I've been trying to figure out this problem for a couple days now and finally figured it out after striping everything down to the code below. You'll see in the code below three different attempts at a constructor for const_iterator, along with the errors I get on two of them. It appears to me that the compiler is trying to use std::iterator instead of the locally declared mine::iterator. Is it supposed to be that way?
Other tidbits that have given clues:
If I name mine::iterator something else, like mine::B, then const_iterator(const B &rhs) works.
If I derive const_iterator from a class other than std::iterator, then const_iterator(const iterator<T> &rhs) works.

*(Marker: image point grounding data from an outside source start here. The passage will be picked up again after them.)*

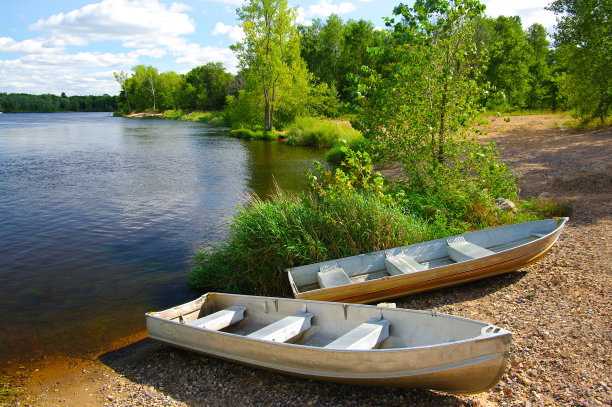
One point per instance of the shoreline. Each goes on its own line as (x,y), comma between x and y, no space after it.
(558,309)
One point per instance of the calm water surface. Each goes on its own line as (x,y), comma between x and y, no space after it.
(99,217)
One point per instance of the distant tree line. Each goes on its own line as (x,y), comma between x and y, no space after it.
(289,70)
(25,103)
(203,88)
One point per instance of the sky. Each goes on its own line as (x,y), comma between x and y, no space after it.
(75,46)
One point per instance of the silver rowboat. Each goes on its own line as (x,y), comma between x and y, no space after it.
(351,343)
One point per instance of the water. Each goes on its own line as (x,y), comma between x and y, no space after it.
(99,217)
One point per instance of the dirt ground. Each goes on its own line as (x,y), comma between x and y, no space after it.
(559,309)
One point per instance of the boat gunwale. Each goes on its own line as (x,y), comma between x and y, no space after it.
(480,337)
(348,287)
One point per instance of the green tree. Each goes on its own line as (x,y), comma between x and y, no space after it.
(418,110)
(270,53)
(509,58)
(170,85)
(584,43)
(121,78)
(539,72)
(146,81)
(211,84)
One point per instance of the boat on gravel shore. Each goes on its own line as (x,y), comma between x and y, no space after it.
(426,266)
(352,343)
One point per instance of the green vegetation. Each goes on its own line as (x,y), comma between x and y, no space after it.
(346,212)
(24,103)
(584,47)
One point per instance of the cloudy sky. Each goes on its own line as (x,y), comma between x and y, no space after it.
(74,46)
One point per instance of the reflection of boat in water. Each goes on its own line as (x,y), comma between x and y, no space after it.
(426,266)
(350,343)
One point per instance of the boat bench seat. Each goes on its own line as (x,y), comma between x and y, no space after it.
(333,276)
(366,336)
(220,319)
(402,264)
(464,250)
(285,329)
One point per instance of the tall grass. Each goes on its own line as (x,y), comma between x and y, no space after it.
(268,236)
(310,131)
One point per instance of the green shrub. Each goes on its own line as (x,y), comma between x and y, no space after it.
(249,134)
(310,131)
(268,236)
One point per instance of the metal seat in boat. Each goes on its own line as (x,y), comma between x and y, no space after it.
(402,264)
(332,276)
(220,319)
(366,336)
(285,329)
(460,249)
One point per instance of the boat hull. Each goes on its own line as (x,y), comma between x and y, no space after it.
(468,365)
(433,278)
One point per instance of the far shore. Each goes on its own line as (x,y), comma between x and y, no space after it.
(559,310)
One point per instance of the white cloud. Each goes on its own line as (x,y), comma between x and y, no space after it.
(230,2)
(34,46)
(530,11)
(325,8)
(195,55)
(137,23)
(236,33)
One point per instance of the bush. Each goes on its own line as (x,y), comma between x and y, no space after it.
(269,236)
(310,131)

Thanks for any info. Here's the code:
#include "stdafx.h"
#include <iterator>
namespace mine
{
template <class T>
class iterator : public std::iterator<std::random_access_iterator_tag, T, ptrdiff_t, T*, T&>
{
public:
iterator() {}
};
template <class T>
class const_iterator : public std::iterator<std::random_access_iterator_tag, T, ptrdiff_t, const T*, const T&>
{
public:
const_iterator() {}
const_iterator(const mine::iterator<T> &rhs) {} // works
//const_iterator(const iterator &rhs) {} // error C2440: initializing: cannot convert from 'mine::iterator<T>' to 'mine::const_iterator<T>'
//const_iterator(const iterator<T> &rhs) {} // error C2976: std::iterator: too few template arguments
};
}// namespace mine
using namespace mine;
int _tmain(int argc, _TCHAR* argv[])
{
iterator<int> y;
const_iterator<int> x = y;
return 0;
}
First of all 'using namespace' is evil, use typedef for ease of use. for example instead of saying iterator use mine::iterator.
Also your second point gives the answer of your question. "If I derive const_iterator from a class other than std::iterator, then const_iterator(const iterator<T> &rhs) works."
Here the nearest iterator belongs to std not mine, as std::iterator is the base class of your const_iterator.